Challenging believers in Jesus to think and act based on Bible truth.

On My Mind #40: Parents: Is Fear a Part of How Your Child Views You?

Parenting, yes parenting. I hesitate even to write about parenting because I feel so inadequate. Guess what, we all do. So let’s get over that. Before I make my main point, let me be sure to say what is NOT happening here:

–I am NOT saying my kids are perfect (sheesh, have you met them?)
–I am NOT saying I know everything there is to know. In fact, I learn actively from articles about parenting and parenting blogs. I like to have lots of conversations with parents because it’s as much a craft as it is an exact science.
–I am NOT giving you specific instructions for how to raise your child. Even the Bible does not give specific instructions in handling certain difficult situations that arise, so I will hesitate to speak with authority.

My point? FEAR should be a PART of how your child views you. Why am I saying this? Here are three things I’d like to give you that I hope challenge your thinking.

1. Fear should be a part of how we approach God, so fear should be a part of how we parent.

God strikes fear in me. It’s true. He despises sin and the Bible says He will judge it in terrifying ways. This concept is something I take seriously as I consider my sin, how I lead as a church leader, and how I challenge others to flee their sins. If God was all grace all the time, there would be no reason to fear Him because we’d think He’s just a nice God. He is an incredibly loving God and I worship Him for that. But I also worship Him because He’s done something to save me from His terrible wrath. Both must be present in the equation. This is the theological part that sets up a couple practical parts related to parenting.

2. I want my children to fear me in a healthy sense that there will be consequences for their behaviors.

Just like someone who believes God is all nice all the time, a child who thinks their parents are all nice all the time will eventually abuse it. Parents should not be concerned with hurting their child’s feelings or damaging their self esteem by setting firm boundaries, saying no, refusing to engage in arguments, and occasionally asserting authority through stern warning and physical punishment. NONE of these things (done with love and grace and without a twinge of abuse and anger) will damage your child. That said, if this is the ONLY way your child is relating to you, then it will damage them. Fear must be a PART of how your child views you.

Maybe an example will help. Tired of the whining child? Get in their face once in a while and let them know it’s a completely unacceptable way to communicate. Do so in a very stern voice and grab them firmly or pick them up if they are smaller. At the same time tell them you will be glad to communicate with them when their tone changes and there will be clear consequences if they fail to stop communicating that way. Here they are not getting only a rebuke. You are loving them and showing them you’ll be glad to engage them when they’re ready to do so in a proper manner. The examples could go on and on, but I hope this gets you thinking.

3. Yes, this means I don’t hesitate to let my children know when I’m downright angry with them.

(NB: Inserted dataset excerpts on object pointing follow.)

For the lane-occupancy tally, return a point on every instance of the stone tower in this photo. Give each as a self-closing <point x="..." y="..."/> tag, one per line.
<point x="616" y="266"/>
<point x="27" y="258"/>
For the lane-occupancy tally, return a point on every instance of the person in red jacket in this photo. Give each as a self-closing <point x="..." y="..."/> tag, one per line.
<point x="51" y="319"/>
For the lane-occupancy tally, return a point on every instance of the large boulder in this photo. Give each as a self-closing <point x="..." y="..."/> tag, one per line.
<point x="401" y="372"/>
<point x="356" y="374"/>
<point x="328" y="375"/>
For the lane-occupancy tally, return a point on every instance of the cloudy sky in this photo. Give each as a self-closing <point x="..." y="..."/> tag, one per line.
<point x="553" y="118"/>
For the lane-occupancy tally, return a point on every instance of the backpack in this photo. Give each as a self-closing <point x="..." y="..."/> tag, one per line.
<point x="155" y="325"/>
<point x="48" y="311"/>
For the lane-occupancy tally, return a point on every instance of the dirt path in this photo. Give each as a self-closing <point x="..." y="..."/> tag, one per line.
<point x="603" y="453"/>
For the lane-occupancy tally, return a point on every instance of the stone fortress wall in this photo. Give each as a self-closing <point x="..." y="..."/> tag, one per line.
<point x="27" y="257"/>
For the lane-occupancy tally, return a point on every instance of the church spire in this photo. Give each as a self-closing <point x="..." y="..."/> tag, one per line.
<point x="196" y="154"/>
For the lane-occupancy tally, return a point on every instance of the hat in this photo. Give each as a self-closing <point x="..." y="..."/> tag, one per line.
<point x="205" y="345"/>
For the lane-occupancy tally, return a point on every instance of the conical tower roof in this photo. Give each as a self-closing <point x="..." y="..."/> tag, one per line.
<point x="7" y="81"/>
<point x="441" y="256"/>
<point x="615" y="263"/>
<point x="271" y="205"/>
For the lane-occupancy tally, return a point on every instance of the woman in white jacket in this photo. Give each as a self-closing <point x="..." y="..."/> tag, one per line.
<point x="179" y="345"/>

The other day our son decided that hitting his sister would be a great way to get her to leave his room. (You can refer to the part above where I mention my kids aren’t perfect). Pretty much a stupid decision and he knew it. I made sure he understood how angry it made us that he would resort to hitting and that hitting in any case, especially a girl, is not something we find acceptable. In addition to letting him know we were angry (which he probably knew), we will be working with him to find healthy ways to handle it when he gets angry. The anger (from us as parents) is present, but it’s not the entire equation.

In sum, please value that having your children fear you is a part of helping your children see God and understand who He is. Don’t take this as a license to go off. And don’t discipline (especially spanking) out of anger. Just don’t be afraid to be firm. Show grace with it. You may have to follow up with consequences repeatedly and that can be tiring, but I believe it is worth it as kids (in general) will warm well to the structure you are providing.

Comments

  1. Oh my – did I need to read this tonight. Good thoughts and suggestions. Obviously, you know the stage my boys are in and sometimes I feel like all I am is stern with them. But, I am very cautious to make sure that the love and grace are always hand in hand with it. After an exhausting night, this was encouraging. Hope others are encouraged too!